Training at the Institute combines the use of old-fashioned organic products with the latest technology. Hinds is enthusiastic about Electro Muscle Stimulation, an offshoot of the treatment used by the medical profession for rehabilitating injured muscles. It's physical benefits, she maintains, are matched by the psychological ones. "Used for facials or ‘body facials,' EMS is an excellent way to reduce stress and reverse signs of aging."
Retail is the key
Another of Kinds' key concepts taught to fledgling estheticians is that retail is fundamental to higher earnings. An esthetician's inventory is her time, but there are only so many houses in the day. "The livelihood is in the retail," Hinds says. The Catherine Hinds laboratory makes available to former students (and other professionals who qualify) a full line of professional-use products for packaging under their private label. Custom formulations prepared in small quantities are also available to the trade. "Private label is profitable," says Hinds. "Because they understand this, my students stay in business."
Back to the Future
The products that Hinds believes in are based on herbs, fine botanicals and essential oils. "These products contain benign ingredients that don't get in the way of the esthetician's work." Hinds calls this her "back to the future" philosophy of skin care. Some of the formulations were pieced together from recipes developed a century ago. She favors "cruelty free," old fashioned ingredients like aloe, azulene, camomile and comfrey-- things that were valued in folklore. She frowns upon some of the modern notions like oils taken from turtles or mink, PABA, hormones, "spackle" that purports to remove wrinkles, and unnecessary plastic surgery.

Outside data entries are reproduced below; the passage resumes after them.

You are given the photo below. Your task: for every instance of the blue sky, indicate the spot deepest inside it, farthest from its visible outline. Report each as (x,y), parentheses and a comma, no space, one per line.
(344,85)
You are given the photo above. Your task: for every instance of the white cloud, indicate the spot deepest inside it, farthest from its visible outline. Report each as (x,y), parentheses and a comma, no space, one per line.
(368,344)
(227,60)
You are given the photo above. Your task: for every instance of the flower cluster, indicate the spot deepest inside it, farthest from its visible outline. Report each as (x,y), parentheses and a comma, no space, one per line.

"Simple, straightforward products strengthen the esthetician's hand. They neutralize the bad chemicals in other products. After all, there are only four things we can do to the skin--" Hinds says, "clean, tone, exfoliate and protect."
Creating products to do just that are occupying much of her attention these days. Happily married now, the future for Hinds seems bright as she launches her new product line. Husband Milton Tanzer and stepson Michael run the laboratory as it gears up for production of seven new formulations that will be sold under the Catherine Hinds label. Daughter An Hinds has taken over the busy salon in a posh Boston suburb. "This is a F.O.B. -- family owned business," she says. In her plans for the future-- a book. "I didn't get my act together till I was 40," laughs Hinds. At 55, she is in peak form and just hitting her stride.